Ingesting public HSC deepCoadd warps and detection catalogues

raphaelshirley · August 17, 2020, 11:34am

I am trying to get access to HSC public deep coadd images and detection catalogues from my obs_vista package and Butler repository. I want to do this so that I can run mergeCoaddDetections.py with my VISTA detections and the already produced HSC detections catalogues and then subsequently run deblendCoaddSources.py, measureCoaddSources.py, and forcedPhotCoadd.py with the merged detection catalogue on both my processed VISTA coadds and the public HSC coadds.
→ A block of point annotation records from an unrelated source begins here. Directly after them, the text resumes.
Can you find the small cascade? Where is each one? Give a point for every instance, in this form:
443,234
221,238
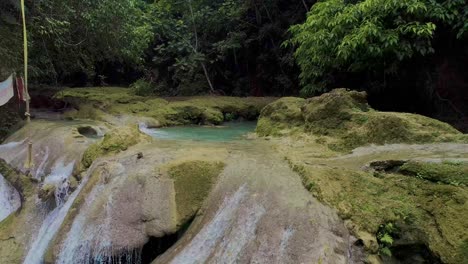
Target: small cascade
204,243
59,177
53,221
10,199
90,242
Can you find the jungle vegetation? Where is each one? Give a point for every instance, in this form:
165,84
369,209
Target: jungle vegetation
397,49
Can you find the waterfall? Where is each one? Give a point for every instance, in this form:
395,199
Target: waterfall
204,243
90,242
54,219
10,199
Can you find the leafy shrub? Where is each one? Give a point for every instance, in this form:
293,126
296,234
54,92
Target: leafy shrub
142,88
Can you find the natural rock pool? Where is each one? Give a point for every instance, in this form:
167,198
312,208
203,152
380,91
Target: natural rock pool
227,132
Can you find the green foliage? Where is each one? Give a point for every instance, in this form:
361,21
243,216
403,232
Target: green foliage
369,35
85,33
142,88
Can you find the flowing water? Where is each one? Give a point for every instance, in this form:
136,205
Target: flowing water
53,221
10,199
227,132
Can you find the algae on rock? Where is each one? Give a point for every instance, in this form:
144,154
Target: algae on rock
117,140
454,173
193,181
433,215
94,103
344,121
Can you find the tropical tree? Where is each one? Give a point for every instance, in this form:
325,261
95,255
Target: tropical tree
372,36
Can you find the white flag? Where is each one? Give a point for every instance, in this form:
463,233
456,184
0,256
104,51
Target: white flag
6,90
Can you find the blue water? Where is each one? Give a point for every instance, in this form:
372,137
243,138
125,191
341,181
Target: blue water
227,132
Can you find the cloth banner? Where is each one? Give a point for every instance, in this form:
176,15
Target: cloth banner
6,90
20,89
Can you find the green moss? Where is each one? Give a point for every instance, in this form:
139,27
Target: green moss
176,111
348,122
10,250
281,116
21,182
85,111
447,172
193,181
115,141
427,213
Do I need to write a specific ingestion task to add these files to the sql registry? In the example HSC processing some of the products (calibrations and reference catalogues) are simply added via symlinks so I wondered if I could simply symlink the files to my obs_vista Butler repo but I didn’t know if that was only possible with some datasets. When you use the --show data option on tasks does it access all possible inputs using the registry only or does it search files in the Butler repo?

I also wonder how this process might differ between gen2 and gen3.

Many thanks for any interest in this issue.

Best,

Raphael.

ktl · August 17, 2020, 12:40pm

Gen2 cannot use more than one instrument/obs package in a single Butler, so existing CmdLineTasks won’t usually work on multi-instrument data.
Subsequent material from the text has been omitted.